As per Arndt & Engeln, 2008, driver’s acceptance in the case of a support system is difficult to find a definition for acceptance that is standard enough to fit all purposes and disciplines. According to Regan, Mitsopoulos, Haworth, & Young (2002),
“While everyone seems to know what acceptability is, and all agree that acceptability is important, there is no consistency across studies as to what ‘acceptability’ is and how to measure it”.
Acceptance research is a major problem in this field as it derives from the mixture of attitude and behavior aspects as per Anstadt, 1994. According to Franken (2007), the decision of accepting a system can be defined depending on attitudinal acceptance due to the experience and emotions in association with the system.
The acceptance defined as per Kollmann (1999) is beyond its formation of affective and cognitive attitude and an act of intention. Usually, the acceptance is manifested in the specific acquisition or product usage.

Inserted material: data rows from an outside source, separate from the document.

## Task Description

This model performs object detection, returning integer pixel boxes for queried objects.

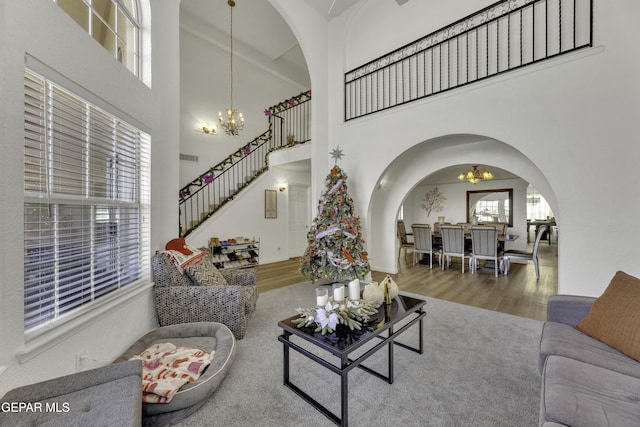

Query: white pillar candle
[349,279,360,301]
[333,283,344,302]
[316,288,329,307]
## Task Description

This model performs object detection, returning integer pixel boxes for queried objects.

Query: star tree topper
[329,145,344,165]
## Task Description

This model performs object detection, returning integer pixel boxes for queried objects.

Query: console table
[278,295,426,426]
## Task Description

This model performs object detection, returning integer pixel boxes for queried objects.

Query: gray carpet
[179,283,542,427]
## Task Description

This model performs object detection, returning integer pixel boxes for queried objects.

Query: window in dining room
[527,184,554,220]
[475,199,510,223]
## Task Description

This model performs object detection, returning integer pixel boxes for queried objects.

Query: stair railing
[344,0,593,121]
[179,90,311,237]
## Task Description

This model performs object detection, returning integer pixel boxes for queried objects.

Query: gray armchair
[151,253,258,339]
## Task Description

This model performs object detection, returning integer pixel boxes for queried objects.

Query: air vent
[180,154,198,163]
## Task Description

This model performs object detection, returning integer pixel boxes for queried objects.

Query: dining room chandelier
[458,165,493,185]
[218,0,244,136]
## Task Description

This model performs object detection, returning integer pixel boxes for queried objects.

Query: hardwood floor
[257,243,558,320]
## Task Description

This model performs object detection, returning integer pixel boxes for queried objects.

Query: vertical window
[54,0,140,76]
[24,70,150,331]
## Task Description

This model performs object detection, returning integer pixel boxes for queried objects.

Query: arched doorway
[366,134,561,273]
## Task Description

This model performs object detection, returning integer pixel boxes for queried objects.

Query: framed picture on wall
[264,190,278,218]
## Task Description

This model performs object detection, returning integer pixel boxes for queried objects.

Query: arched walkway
[366,134,560,273]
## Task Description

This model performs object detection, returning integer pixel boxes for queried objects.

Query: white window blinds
[24,70,150,331]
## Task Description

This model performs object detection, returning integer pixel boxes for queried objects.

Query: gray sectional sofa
[0,360,142,427]
[538,295,640,427]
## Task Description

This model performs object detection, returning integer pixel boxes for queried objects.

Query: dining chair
[502,225,547,280]
[469,226,502,277]
[397,221,414,261]
[411,224,442,268]
[440,225,469,273]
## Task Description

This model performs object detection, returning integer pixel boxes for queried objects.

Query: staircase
[179,90,311,237]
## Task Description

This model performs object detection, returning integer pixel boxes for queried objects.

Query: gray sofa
[151,253,258,339]
[538,295,640,427]
[0,360,142,427]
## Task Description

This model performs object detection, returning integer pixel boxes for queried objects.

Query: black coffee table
[278,295,426,426]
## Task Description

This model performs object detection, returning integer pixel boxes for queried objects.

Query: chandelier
[218,0,244,136]
[458,166,493,185]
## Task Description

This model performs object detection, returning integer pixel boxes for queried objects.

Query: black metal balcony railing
[179,90,311,236]
[344,0,593,121]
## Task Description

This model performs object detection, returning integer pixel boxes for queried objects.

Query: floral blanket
[130,343,215,403]
[162,248,205,274]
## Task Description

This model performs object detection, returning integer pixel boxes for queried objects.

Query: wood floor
[257,243,558,320]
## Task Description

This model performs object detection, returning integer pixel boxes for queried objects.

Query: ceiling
[180,0,360,88]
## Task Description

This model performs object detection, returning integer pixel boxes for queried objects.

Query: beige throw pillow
[576,271,640,361]
[184,257,228,286]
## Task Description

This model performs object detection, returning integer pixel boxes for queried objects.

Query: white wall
[176,5,310,189]
[403,179,528,242]
[0,0,179,395]
[284,0,640,295]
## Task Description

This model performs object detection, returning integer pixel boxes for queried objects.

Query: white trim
[16,281,153,365]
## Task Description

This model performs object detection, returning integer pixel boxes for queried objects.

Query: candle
[333,283,344,302]
[349,279,360,301]
[316,288,329,307]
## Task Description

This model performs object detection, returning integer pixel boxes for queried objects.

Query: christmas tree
[300,148,369,283]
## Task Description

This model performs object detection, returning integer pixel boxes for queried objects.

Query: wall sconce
[198,123,216,135]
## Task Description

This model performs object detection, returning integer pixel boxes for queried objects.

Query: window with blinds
[53,0,141,77]
[24,69,150,331]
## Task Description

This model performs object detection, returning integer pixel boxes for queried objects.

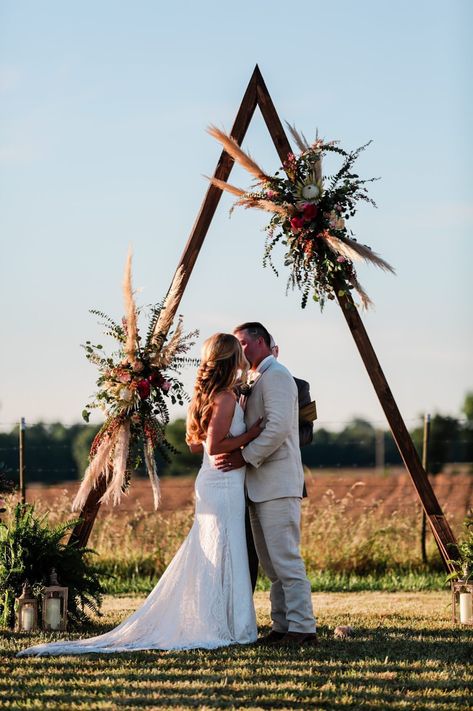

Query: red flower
[159,378,171,393]
[136,379,151,400]
[291,217,304,230]
[303,202,318,222]
[148,370,164,388]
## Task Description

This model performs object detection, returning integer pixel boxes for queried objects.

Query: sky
[0,0,473,429]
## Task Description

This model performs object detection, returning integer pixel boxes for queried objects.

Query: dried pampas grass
[100,422,130,506]
[152,264,185,348]
[324,234,396,274]
[123,249,138,365]
[207,126,270,180]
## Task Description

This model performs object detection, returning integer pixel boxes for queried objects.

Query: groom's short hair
[233,321,271,348]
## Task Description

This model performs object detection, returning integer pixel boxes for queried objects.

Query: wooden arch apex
[70,65,456,571]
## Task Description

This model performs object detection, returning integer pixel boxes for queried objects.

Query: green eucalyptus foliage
[0,504,102,626]
[447,514,473,583]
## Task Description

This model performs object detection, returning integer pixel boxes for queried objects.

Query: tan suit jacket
[242,357,304,502]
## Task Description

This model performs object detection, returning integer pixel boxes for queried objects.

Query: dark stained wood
[337,286,455,570]
[70,66,456,570]
[69,66,262,546]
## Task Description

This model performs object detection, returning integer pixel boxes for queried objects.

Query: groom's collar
[256,355,276,374]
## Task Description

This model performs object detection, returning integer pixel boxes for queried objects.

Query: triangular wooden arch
[70,65,456,571]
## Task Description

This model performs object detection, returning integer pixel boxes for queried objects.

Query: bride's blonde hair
[186,333,248,444]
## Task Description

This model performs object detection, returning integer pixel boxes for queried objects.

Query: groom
[216,322,317,646]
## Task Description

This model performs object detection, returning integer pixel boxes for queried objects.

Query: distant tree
[411,414,461,474]
[462,392,473,462]
[72,425,100,478]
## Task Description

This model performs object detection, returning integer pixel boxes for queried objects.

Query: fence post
[19,417,26,504]
[420,414,430,564]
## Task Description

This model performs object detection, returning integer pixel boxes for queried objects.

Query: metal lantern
[42,568,68,632]
[15,582,38,632]
[451,580,473,625]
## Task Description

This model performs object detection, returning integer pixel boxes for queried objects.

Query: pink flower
[159,380,171,393]
[291,217,304,230]
[136,378,151,400]
[303,202,318,222]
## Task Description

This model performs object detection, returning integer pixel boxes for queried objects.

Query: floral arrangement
[208,126,394,308]
[73,254,198,510]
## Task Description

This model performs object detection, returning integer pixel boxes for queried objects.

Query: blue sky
[0,0,473,428]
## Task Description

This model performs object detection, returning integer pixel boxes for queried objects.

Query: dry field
[21,468,473,584]
[27,465,473,527]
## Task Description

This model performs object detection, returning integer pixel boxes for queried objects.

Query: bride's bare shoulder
[214,389,236,406]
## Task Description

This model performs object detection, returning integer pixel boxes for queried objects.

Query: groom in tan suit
[216,322,317,645]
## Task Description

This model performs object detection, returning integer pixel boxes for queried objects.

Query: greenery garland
[209,126,394,308]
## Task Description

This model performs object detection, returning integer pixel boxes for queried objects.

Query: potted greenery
[447,515,473,625]
[0,503,102,627]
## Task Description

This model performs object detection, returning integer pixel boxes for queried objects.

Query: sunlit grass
[4,592,473,711]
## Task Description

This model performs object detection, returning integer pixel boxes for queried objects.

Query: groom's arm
[242,368,297,468]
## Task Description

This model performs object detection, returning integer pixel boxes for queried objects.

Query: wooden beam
[69,66,261,546]
[337,285,455,571]
[70,66,457,570]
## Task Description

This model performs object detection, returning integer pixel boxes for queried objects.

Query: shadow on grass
[0,625,473,711]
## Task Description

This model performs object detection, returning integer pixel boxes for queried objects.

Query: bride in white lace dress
[18,334,262,656]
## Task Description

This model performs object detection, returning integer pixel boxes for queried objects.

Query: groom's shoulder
[268,359,293,380]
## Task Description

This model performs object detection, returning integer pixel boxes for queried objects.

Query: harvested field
[27,465,473,526]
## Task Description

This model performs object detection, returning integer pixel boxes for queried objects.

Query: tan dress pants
[249,497,315,633]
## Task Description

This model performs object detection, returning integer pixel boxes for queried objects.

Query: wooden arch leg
[70,66,457,570]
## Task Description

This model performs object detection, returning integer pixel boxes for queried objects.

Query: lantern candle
[460,592,473,625]
[21,605,34,632]
[46,597,61,630]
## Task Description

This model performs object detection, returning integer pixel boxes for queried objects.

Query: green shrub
[0,503,103,626]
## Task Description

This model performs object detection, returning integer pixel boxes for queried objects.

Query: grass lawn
[0,591,473,711]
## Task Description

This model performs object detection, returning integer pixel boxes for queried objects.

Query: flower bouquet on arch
[208,124,394,308]
[72,254,198,511]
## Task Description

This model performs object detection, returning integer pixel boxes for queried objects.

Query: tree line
[0,392,473,484]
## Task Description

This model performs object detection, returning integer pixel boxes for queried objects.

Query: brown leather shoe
[272,632,317,647]
[255,630,287,647]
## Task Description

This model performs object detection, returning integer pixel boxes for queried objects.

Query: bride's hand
[247,417,264,439]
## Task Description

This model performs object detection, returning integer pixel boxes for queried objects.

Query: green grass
[0,592,473,711]
[99,559,446,595]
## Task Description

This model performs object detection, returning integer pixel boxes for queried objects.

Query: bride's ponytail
[186,333,247,444]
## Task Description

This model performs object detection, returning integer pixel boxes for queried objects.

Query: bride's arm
[206,391,263,456]
[189,442,204,454]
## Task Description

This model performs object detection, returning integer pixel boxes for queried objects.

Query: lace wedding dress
[18,404,257,656]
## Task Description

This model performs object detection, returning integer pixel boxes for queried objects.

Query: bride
[18,333,262,656]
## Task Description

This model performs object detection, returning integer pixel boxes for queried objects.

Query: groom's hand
[214,449,246,472]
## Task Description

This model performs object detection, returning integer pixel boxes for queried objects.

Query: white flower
[329,210,345,230]
[120,388,133,402]
[302,183,320,200]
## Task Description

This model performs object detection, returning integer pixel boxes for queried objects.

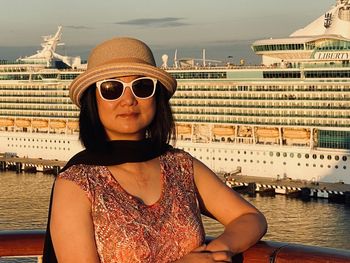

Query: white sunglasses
[96,77,157,101]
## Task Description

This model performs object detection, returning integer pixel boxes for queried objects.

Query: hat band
[87,58,155,69]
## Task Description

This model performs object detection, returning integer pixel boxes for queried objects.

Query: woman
[44,38,267,262]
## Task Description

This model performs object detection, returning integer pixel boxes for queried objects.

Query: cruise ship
[0,0,350,184]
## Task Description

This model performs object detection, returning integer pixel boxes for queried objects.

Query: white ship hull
[0,1,350,184]
[0,132,350,184]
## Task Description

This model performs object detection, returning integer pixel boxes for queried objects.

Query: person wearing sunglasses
[43,37,267,263]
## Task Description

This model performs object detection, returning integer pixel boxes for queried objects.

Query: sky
[0,0,336,63]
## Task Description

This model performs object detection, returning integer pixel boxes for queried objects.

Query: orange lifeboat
[255,127,279,138]
[15,119,31,128]
[32,119,48,128]
[283,128,310,139]
[176,124,192,134]
[67,121,79,130]
[49,120,66,129]
[212,126,235,136]
[0,118,14,127]
[238,126,252,137]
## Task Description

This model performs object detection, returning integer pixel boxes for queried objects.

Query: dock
[0,156,66,175]
[223,174,350,204]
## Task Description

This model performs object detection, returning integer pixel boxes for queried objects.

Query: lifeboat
[15,119,31,128]
[283,128,310,140]
[255,127,279,138]
[0,118,14,127]
[67,121,79,130]
[212,126,235,136]
[32,119,48,128]
[176,124,192,134]
[49,120,66,129]
[238,126,252,137]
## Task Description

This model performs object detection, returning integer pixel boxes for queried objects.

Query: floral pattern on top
[58,149,205,263]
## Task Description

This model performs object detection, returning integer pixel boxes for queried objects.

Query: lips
[117,112,138,118]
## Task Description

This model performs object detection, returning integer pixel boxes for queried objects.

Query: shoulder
[55,164,101,200]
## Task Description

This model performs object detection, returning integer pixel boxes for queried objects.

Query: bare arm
[50,179,100,263]
[194,159,267,254]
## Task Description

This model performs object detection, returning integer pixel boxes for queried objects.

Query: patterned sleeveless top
[58,149,205,263]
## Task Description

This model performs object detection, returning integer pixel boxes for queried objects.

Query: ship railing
[0,230,350,263]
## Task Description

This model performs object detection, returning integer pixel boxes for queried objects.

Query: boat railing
[0,230,350,263]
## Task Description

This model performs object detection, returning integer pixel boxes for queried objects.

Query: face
[96,76,156,140]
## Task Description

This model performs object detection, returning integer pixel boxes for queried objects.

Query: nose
[120,87,137,105]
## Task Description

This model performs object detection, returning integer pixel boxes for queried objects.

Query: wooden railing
[0,231,350,263]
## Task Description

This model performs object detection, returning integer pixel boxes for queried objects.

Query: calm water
[0,172,350,262]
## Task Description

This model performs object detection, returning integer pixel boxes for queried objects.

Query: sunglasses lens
[132,79,155,98]
[100,81,123,100]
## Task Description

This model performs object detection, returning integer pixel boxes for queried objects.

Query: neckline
[102,157,166,208]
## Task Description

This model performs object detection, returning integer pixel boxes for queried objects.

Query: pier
[220,174,350,205]
[0,155,66,175]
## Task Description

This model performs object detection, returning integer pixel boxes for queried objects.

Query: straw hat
[69,37,177,107]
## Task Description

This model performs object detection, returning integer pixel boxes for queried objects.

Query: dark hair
[79,82,176,150]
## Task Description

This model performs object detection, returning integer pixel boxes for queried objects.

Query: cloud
[115,17,188,27]
[64,26,93,30]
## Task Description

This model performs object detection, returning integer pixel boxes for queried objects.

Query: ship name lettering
[316,52,349,60]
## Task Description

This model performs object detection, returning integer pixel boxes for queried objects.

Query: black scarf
[43,139,171,263]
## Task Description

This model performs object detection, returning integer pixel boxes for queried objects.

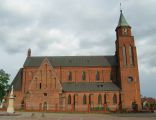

Furthermore, the context of the Driver Assistance System as per Arndt (2004), asserted the connection of the affective and cognitive assessment with an actual adoption and system used to define the acceptance of the Driver Assistance System. As per Adell, 2009, acceptance of Driver Assistance System is defined as:
“The degree to which an individual intends to use a system and, when available, to incorporate the system in his/her driving.”